The Cactus Park Police Precinct in Phoenix, Arizona, is only one of those in the metro area spread so thin that they’re asking the public for help. The city is willing to pay for it, too. All across Phoenix, city officials are hiring civilian law enforcement assistants to handle office work.
Police hiring help
The city of Phoenix, Arizona, wants to hire at least 30 people as fast as they can start. The department is understaffed across the board.
In addition to new officers, which are currently at a premium due to scarcity, the desert city got approval to “add 25 police civilian investigators,” assigned to cover “administrative tasks in violent and property crimes.” Along with that, they will work with the drug enforcement bureau.
With civilian help, “detectives can focus on responding to scenes, following up on leads and interviewing witnesses and suspects.” On top of the 25 new investigators, the city will bring on board 8 new “police assistants.”
Those “respond to calls that don’t require a sworn officer.” Things like directing traffic after there’s been a crash without any injuries involved. Another place they can help is “misdemeanor crimes with no follow up.” It’s been four years since they hired the last batch of assistants.
The announcement follows up on what Chief Jeri Williams had to say last month.

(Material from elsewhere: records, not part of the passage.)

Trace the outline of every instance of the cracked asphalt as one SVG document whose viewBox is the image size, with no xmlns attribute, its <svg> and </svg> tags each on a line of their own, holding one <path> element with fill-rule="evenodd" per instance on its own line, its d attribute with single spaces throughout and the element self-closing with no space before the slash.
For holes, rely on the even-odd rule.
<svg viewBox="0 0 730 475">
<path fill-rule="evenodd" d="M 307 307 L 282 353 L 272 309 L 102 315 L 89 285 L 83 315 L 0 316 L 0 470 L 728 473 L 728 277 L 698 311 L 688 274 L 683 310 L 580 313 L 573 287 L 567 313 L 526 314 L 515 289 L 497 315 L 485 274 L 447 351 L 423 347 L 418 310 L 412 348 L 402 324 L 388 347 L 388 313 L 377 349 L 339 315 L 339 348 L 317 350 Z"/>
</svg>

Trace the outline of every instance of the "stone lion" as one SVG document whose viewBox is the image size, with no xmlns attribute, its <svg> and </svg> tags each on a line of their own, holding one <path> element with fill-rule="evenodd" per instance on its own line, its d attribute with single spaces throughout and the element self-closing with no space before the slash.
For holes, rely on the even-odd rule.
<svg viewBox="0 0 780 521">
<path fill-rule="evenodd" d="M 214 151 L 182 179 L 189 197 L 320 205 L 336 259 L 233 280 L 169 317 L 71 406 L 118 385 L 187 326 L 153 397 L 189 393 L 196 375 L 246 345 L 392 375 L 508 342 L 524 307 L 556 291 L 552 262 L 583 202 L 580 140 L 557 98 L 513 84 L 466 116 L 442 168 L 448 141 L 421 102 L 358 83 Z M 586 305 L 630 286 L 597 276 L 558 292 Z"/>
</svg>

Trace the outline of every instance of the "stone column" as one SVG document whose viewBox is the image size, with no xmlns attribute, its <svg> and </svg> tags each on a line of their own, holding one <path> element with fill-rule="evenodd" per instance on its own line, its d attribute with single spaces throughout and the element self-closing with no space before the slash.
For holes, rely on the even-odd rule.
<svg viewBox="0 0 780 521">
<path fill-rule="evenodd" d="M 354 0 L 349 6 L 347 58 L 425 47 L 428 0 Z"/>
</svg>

That’s when she “announced more than 100 officers and detectives would be pulled from special details to patrol.”
Insiders report that administration is working hard to identify routine police “job functions that can be performed by civilians.” To get more actual officers on the street, Phoenix started offering hiring bonuses up to $7,500 as well as “retention bonuses to keep officers.”
Down 400 officers
According to Assistant Executive Chief Michael Kurtenbach, “We are over 400 officers down from our authorized strength.” The switch to civilian help is a “short-term” police reallocation tactic “to make sure when our community calls 911, an officer responds.”
Even though it’s a temporary move now, the “creation of these new positions is an approach that will address the staffing concerns in the long run.”
Hiring civilians “to take on an investigative role” isn’t just letting amateurs play “Clue” with real clues. The move is “intended to make sure crimes get hands on attention and, hopefully, solved in a timely manner.”
The ones who eventually get hired “will play a critical role in many aspects of investigations and police work, without carrying a firearm or making arrests.”
Despite what liberals have to say, police work “is a very noble profession,” Kurtenbach insists. “I can’t think of a job that is more gratifying, but we need that passion, we need the men and women who are called to do this job to come do it with us.”